Curran also says that the AMA proposal could prove difficult for OCR to execute. "Who will verify the framework is in place?" he asks. And he notes that "adoption of a framework does not prevent a breach."
If the OCR were to adopt a "safe harbor" for those who use a framework, Curran says, "the only framework I could recommend is HITRUST. HITRUST is the only framework that I know of that takes the controls from over 25 regulations - HIPAA, Red Flag, PCI, NIST 800-53R4, NIST CyberSecurity Framework, ISO, etc. - puts them in one document and shows you the controls you need to implement based on the size of your organization."
The Limits of a Framework
OCR has already published a "crosswalk" between HIPAA and the National Institute of Standards and Technology's cybersecurity framework.
But in its statement, OCR tells ISMG that while implementing a cybersecurity framework is encouraged, it's not required - nor is adoption a compliance end-all.
"For example, users who have aligned their security program to the NIST Cybersecurity Framework should not assume that by so doing they are in full compliance with the HIPAA Security Rule," OCR says.
"Conversely, the HIPAA Security Rule does not require covered entities to integrate the Cybersecurity Framework into their security management programs. Covered entities and business associates should perform their own security risk analyses to identify and mitigate threats to the electronic protected health information they create, receive, maintain or transmit."
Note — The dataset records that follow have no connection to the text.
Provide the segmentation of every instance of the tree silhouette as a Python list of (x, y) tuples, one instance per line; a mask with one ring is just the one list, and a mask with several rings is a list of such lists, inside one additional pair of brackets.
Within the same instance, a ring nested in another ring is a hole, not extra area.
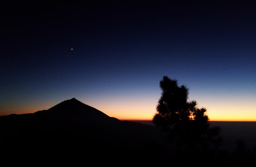
[(218, 144), (220, 129), (210, 128), (205, 108), (197, 108), (195, 100), (188, 101), (189, 89), (179, 86), (176, 80), (164, 76), (160, 82), (162, 90), (153, 122), (168, 131), (169, 138), (189, 150), (209, 148), (210, 143)]

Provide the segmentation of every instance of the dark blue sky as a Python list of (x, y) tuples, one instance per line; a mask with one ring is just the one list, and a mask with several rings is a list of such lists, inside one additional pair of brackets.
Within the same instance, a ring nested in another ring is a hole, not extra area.
[(0, 115), (75, 97), (117, 118), (149, 119), (166, 75), (210, 118), (256, 120), (255, 4), (4, 4)]

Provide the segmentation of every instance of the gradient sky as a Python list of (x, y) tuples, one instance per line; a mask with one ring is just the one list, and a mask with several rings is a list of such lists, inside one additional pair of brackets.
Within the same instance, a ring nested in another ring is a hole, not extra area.
[(3, 4), (0, 115), (74, 97), (151, 120), (167, 76), (210, 120), (256, 121), (255, 3), (170, 1)]

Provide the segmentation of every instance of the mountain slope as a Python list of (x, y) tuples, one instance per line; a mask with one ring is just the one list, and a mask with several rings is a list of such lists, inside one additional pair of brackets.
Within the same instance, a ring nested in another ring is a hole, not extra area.
[(163, 137), (154, 127), (120, 121), (75, 99), (32, 114), (0, 116), (0, 161), (12, 165), (135, 161), (153, 155)]

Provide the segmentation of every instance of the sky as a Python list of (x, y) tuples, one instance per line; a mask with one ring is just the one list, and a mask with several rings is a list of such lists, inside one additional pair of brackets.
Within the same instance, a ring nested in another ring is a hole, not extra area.
[(73, 97), (121, 120), (151, 120), (164, 76), (210, 120), (256, 121), (253, 1), (4, 3), (0, 115)]

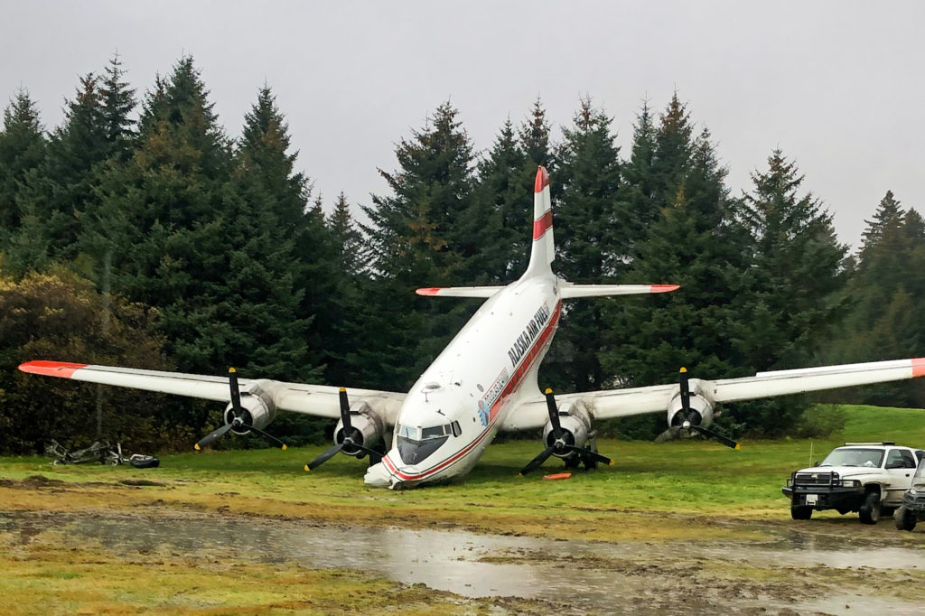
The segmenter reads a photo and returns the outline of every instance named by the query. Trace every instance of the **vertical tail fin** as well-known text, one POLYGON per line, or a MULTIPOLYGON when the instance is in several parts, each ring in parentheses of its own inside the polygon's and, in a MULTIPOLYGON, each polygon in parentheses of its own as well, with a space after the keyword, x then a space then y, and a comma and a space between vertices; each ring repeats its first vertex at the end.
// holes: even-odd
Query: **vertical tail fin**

Privacy attorney David Holtzman, vice president of compliance at security consultancy CynergisTek, notes that not all frameworks being marketed to physician practices are proving to be effective in helping identify the threats and vulnerabilities to an organization's information systems. Plus, he says that to adopt the AMA's proposal, "HHS would likely need to change the HIPAA Security Rule regulation in order to change the current standard that requires performing an information security risk assessment."
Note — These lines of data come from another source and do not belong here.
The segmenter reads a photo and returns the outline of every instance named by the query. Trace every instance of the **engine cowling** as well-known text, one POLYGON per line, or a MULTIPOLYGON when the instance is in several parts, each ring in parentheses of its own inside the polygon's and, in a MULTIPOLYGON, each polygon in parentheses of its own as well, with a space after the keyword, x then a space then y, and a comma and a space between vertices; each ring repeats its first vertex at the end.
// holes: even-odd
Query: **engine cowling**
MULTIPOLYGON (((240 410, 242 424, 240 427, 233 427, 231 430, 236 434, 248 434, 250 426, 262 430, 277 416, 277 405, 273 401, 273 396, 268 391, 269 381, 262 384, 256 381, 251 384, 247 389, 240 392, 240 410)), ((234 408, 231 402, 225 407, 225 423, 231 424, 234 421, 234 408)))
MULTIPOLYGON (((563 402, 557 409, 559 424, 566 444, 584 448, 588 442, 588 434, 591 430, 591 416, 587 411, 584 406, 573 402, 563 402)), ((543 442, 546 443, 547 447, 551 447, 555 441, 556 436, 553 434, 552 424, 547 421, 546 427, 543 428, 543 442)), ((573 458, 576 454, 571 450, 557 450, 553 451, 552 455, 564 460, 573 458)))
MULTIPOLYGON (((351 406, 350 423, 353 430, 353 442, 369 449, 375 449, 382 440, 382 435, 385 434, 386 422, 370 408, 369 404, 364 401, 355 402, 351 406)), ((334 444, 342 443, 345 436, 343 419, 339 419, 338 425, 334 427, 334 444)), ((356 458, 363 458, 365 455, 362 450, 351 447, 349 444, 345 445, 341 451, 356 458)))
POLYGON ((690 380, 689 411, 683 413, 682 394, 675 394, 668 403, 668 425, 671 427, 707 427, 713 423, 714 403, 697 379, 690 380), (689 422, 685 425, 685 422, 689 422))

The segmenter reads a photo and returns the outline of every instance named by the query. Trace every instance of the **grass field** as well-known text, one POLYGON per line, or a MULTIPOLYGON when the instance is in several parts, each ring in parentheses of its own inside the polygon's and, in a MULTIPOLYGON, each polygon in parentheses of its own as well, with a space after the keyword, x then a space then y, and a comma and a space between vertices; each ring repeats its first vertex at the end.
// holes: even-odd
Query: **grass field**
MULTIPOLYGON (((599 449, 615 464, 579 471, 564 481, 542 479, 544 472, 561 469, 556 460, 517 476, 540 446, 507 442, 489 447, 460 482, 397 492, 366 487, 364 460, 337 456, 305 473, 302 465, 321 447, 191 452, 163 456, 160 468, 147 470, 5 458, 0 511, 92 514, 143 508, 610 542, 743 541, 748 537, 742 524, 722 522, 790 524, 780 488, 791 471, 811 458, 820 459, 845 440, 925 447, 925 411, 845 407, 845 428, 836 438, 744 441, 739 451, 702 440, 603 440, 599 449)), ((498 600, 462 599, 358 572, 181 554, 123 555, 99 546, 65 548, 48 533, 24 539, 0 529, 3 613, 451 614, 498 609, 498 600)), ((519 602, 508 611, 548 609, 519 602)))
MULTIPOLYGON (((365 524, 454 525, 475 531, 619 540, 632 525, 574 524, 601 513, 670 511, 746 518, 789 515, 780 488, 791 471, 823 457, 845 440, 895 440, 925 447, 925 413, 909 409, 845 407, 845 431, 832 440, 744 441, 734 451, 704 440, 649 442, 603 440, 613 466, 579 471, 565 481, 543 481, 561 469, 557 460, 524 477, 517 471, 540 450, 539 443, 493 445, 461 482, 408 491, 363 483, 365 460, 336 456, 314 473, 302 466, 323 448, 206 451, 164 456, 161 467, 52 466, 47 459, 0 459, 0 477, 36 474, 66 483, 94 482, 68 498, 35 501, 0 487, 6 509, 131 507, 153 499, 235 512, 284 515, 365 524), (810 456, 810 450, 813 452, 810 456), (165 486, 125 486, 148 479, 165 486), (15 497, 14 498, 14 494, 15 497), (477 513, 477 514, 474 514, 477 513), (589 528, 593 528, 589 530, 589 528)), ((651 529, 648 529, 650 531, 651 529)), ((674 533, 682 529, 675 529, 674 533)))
With the rise of ransomware and other attacks, Holtzman says, "this is the wrong time to scale back the requirements for healthcare organizations to be performing risk assessments on the effectiveness of their information security efforts."
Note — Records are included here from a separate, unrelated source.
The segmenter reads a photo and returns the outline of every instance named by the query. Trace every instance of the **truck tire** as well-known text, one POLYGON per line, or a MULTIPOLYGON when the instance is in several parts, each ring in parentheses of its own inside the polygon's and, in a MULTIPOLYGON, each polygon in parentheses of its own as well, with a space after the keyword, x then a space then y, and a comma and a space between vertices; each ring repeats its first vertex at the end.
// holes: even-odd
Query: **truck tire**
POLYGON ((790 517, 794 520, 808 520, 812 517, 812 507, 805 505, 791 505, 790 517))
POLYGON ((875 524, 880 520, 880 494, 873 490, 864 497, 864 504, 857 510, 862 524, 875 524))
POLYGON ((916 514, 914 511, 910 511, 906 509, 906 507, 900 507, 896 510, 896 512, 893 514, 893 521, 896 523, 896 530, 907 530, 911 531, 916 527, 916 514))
The AMA's proposal for allowing physicians who implement a cybersecurity framework to skip conducting a security risk analysis "is absolutely ridiculous," contends Rebecca Herold, president of Simbus, a privacy and cloud security services firm, and CEO of The Privacy Professor consultancy.
"It is clear that the caregivers proposing this do not seem to understand the purpose of a risk assessment, and how different that purpose is from the purpose of an information security framework," she says. "They should consider this: What if the HHS put out a statement that if the population followed a specific diet, they would never need to get tested for cancers, heart disease and other problems? Providers would say that is ridiculous, right? Because each patient is unique."
That approach, however, is similar to stating that if an information security framework is used then they do not need to assess the risks within the networks, applications, devices and systems used within healthcare providers' environments, Herold argues.
"A framework does not get into the nitty-gritty details for identifying and implementing the most appropriate tools, technologies, controls and processes to fit each unique environment," she says. "These are all different from one organization to the next, even if they are all using the same information security framework."